People who run sponsored races in memory of loved ones often find the experience not only physically tiring but equally emotionally tiring.
Dover postman Peter Sykes' attempt at the London Marathon comes a day after the third anniversary of the sudden death of his brother Paul, so emotions are bound to run high.
Former Dover Athletic player, Paul Sykes collapsed and died on a football pitch during a match at Folkestone Invicta in 2005.
He left a wife Carly and young son, Thomas, who had not yet reached his first birthday and many friends and football supporters were devastated by the loss.
It was not until after his death, that his family realised he had an undiagnosed heart defect so they set about raising money for Cardiac Risk in the Young (CRY), a national charity which helps detect heart irregularities in young people.
Peter, a former Archer's Court pupil, explained that he learned about CRY when he saw an advert posted by a lady whose child had also died suddenly of a heart disorder.
"The charity really helped her after losing her child," said Peter, who is running the marathon for the second time to raise funds for CRY.
"A few months after he died, myself, my brother Patrick and Paul's wife Carly went to one of their bereavement days in London. There was a coroner and a top cardiologist there who delivered seminars explaining about Sudden Adult Death Syndrome.
"It really helped because we didn't know a thing about it at all," he recalled.

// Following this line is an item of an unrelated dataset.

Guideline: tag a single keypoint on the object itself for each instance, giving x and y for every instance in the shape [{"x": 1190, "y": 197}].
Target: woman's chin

Now Peter says he wants to raise as much money as he can for CRY, and he hopes raising the charity's profile might prevent other families going through the trauma the Sykes' have experienced.
"I need to raise over £1,500 before the marathon on April 13. I've already raised £1,000 but I need to find another £500."
Peter will run with childhood friend, Andrew Davis, who was also a good friend of Paul's.